There is plenty of motivation to do so. There is an important (though shrinking) cost advantage in Asia, and companies that can effectively tap into the highly educated workforce there can gain significant competitive advantages. These advantages included cost, but also increased capacity, increased time zone coverage and broader language capabilities.
We also recognized legitimate concerns that do complicate business cooperation between East and West. Issues such as taxation, regulatory compliance, registration, ownership and other areas where the rule of law that is taken for granted in the West may be less predictable in some Asian countries. We agreed, though, that while these may be reasons for caution, they also present opportunities — opportunities for us to establish strong relationships with our Asian partners so that we can then jointly help our customers address some of these challenges.
Our actual panel discussion closed with a fairly detailed case study of how some of these barriers were overcome and the benefits of pushing through them. Tess Medina of data services provider Chrisian walked through the history of her company’s business development efforts in China and Myanmar. She discussed each area in terms of things such as labor cost, spoken English ability, availability of well-educated staff, access to internet and other technology infrastructure. Chrisian invested heavily in the “relational capital” necessary to instill such corporate values as service excellence and customer satisfaction that has led to a 25-year success story in China, as well as ten years of solid performance in Myanmar before political instability forced them to close that operation. She closed with a very encouraging insider’s assessment of the opportunity:
There is an increasing supply of skilled and well-educated labor in China, both for translation and for all the production tasks surrounding it.
Costs are increasing, but at a manageable level.
Communication structure and internet access are very good and improving in most areas, though still subject to some government control and filtering.

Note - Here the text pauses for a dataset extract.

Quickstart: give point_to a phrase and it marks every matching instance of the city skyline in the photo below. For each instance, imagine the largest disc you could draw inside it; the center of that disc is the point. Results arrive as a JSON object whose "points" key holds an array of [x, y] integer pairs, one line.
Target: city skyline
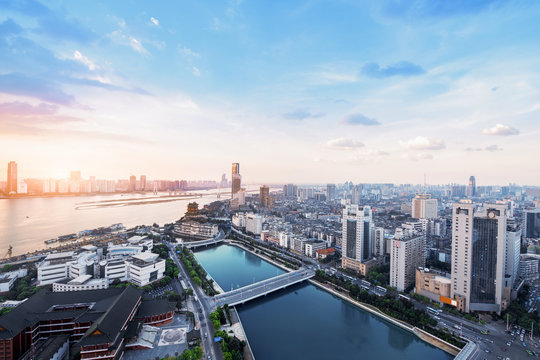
{"points": [[369, 92], [139, 177]]}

The work ethic is very good, and once there is a solid basis for relational trust, productivity is high.
Spoken English ability continues to be a problem in many areas, but the situation is improving.
The general sense of the discussion afterward was that these characteristics describe the situation in many other Southeast Asian countries as well.
So in some ways this is where we started. We often quote the first line of Kipling’s poem, but the closing stanza puts it in quite another light.
Oh, East is East, and West is West, and never the twain shall meet,
Till Earth and Sky stand presently at God’s great Judgment Seat;
But there is neither East nor West, Border, nor Breed, nor Birth,
When two strong men stand face to face, tho’ they come from the ends of the earth.
Kipling appears to be saying exactly what we concluded in our panel discussion — that when two parties determine to overcome differences and work together as equals, the benefits can be enormous.